Just a century ago, there were less than a million deer in North America. Today, there are nearly 30 million. The Private Life of Deer looks at how these wild deer interact with one another, and how they adapt to living in a suburban environment. This film premiered May 8, 2013. Restricted to U.S. & Territories.

  • Spencer

    I wonder why this show never mentions hunting as a way to control the massive deer population in this town?

  • Dona

    Even though I did enjoy this program, I was concerned about the group tagging fawns. My question is: what happens when the fawns grow and they have those small tracking collars on them? Do they break away? What is the purpose when they are ear tagged? Please forward onto Producer Kevin Bachar for answers.



  • Wayne

    Identifying whitetailed deer through tagging and monitoring their movements via tracking collars in Wisconsin is important for any number of research questions about the breed and the population.

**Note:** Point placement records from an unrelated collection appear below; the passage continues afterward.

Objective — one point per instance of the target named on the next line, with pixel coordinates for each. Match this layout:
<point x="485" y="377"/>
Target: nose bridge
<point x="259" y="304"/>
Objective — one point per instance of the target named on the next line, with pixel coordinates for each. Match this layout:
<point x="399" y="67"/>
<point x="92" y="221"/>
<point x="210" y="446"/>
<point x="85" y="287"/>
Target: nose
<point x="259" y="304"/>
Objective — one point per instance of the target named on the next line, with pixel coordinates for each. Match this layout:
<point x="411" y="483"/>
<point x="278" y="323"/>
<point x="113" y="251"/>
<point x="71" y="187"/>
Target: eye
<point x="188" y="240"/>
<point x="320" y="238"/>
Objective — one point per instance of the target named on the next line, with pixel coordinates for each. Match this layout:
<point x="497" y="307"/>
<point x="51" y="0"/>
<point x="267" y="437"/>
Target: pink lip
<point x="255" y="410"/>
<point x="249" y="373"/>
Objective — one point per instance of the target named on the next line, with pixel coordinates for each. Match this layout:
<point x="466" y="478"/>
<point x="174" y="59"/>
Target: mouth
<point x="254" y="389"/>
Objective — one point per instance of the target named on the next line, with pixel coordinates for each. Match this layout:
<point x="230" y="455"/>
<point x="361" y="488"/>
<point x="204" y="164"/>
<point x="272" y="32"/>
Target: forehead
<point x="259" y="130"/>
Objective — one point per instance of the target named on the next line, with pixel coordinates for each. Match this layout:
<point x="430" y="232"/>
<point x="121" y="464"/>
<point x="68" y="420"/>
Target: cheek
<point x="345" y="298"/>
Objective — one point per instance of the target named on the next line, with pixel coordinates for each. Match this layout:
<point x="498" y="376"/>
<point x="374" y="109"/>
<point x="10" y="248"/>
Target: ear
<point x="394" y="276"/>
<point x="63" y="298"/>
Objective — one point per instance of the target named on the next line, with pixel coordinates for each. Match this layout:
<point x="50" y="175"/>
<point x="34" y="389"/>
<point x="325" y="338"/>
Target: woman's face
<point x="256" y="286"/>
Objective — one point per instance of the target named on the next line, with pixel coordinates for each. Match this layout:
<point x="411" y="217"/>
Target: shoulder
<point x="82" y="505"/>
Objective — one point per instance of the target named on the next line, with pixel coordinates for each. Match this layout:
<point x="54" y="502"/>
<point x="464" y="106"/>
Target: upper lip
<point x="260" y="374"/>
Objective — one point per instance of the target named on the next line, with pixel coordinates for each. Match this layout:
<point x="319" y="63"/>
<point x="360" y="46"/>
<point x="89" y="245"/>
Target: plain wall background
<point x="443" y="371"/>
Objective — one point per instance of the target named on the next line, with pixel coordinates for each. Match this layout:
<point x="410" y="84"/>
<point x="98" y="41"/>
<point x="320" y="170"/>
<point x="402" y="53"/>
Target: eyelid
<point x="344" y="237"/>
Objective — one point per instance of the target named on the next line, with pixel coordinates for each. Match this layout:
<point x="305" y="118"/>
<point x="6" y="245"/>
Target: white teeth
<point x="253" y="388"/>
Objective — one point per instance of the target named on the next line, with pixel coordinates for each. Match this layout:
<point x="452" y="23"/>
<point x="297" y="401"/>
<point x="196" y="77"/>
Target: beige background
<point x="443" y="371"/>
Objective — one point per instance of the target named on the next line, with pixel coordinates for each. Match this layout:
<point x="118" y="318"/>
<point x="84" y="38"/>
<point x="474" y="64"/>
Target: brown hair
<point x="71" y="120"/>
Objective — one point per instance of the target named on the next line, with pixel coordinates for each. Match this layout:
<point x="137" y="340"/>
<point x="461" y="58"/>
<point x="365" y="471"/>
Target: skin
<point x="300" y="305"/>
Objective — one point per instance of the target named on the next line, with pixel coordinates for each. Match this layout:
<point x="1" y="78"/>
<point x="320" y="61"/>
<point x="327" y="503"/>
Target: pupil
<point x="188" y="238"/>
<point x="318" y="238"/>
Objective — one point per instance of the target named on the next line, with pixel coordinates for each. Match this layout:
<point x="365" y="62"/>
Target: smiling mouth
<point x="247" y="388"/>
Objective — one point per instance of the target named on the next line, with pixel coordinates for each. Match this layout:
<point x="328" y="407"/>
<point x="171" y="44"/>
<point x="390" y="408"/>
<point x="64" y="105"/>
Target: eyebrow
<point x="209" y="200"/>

See

  • gg

    Loved this program. I especially loved the part where the family took in Blossom. Each was a Godsend for the other. Thank you PBS for such wonderful programming. How about our other wildlife in our back yards? Like the Geese who seem to have taken over Pa and Jerseys suburbs. I think they have a story to tell. Well let’s hear it.

  • Holly Pharmer

    What happened to Blossom??

  • Kim

    So sorry the program didn’t dwell more on the hazards and economic loss deer present to humans. Hundreds of people are killed each year when the vehicle they are traveling in collides with a deer. Deer are the major carriers of the ticks which harbor Lyme disease. In our area, we have extremely high car insurance rates because of the high number of deer/vehicle collisions. They cause hundreds of dollars to me each year just in replacing landscaping which has been destroyed by them. They cost us in fencing and repellents to try to keep them off our property. And oh, by the way, I live in the downtown urban area of our city NOT in the suburbs!

  • james talbot

    THose collar expand as they grow, and donot constrict breathing of any activity. The collars will break away if needed, but it’s a way to determine where the animal goes, and if it dies. Same type of collars put of Bears and other wildlife. The thing that concerns me the most is the fact they ended the show with a lady who obviously thought a Fawn was dying and abandoned, but by all information known in the world of deer species, was actually just a hiding fawn….was stolen from the doe and treated like a pet. That’s an issue. Raising a wild animal as a family pet will only lead to increased deaths by un-natural means, such as traffic and being in the wrong place at the wrong time in a small town. This animal will approach hunters as friends and then be slabbed out on a grill somewhere later. Don’t get me worng, the hunting of Deer is needed, and helps population control, but to befreind and raise a deer from a fawn and let loose into the wild later in life is cruel and shouldn’t have been promoted in the ay that it was. And Spencer- Acutally I know for a fact, as a hunter, in Wisconsin, the rule was if you shot a deer that was collared or tag, it was perfectly alright, they just wanted you to report it to the DNR so they could out a final stamp on the animal’s mortality…and I did and it took less that 2 minutes at a local weight in station.. Tracking these deer and hunting them is the only way to keep dieases likeChronic Wasting Diease from spreading I am perfectly ok with. I had the same concerns about the collars until I spoke with a Wildlife Biologist and learned it did in fact expand and there was no discomfort or constraint. Which is great, I want deer to live a natural full life and thrive so hunters wild life lovers alike can enjoy the beauty that is the white tail deer.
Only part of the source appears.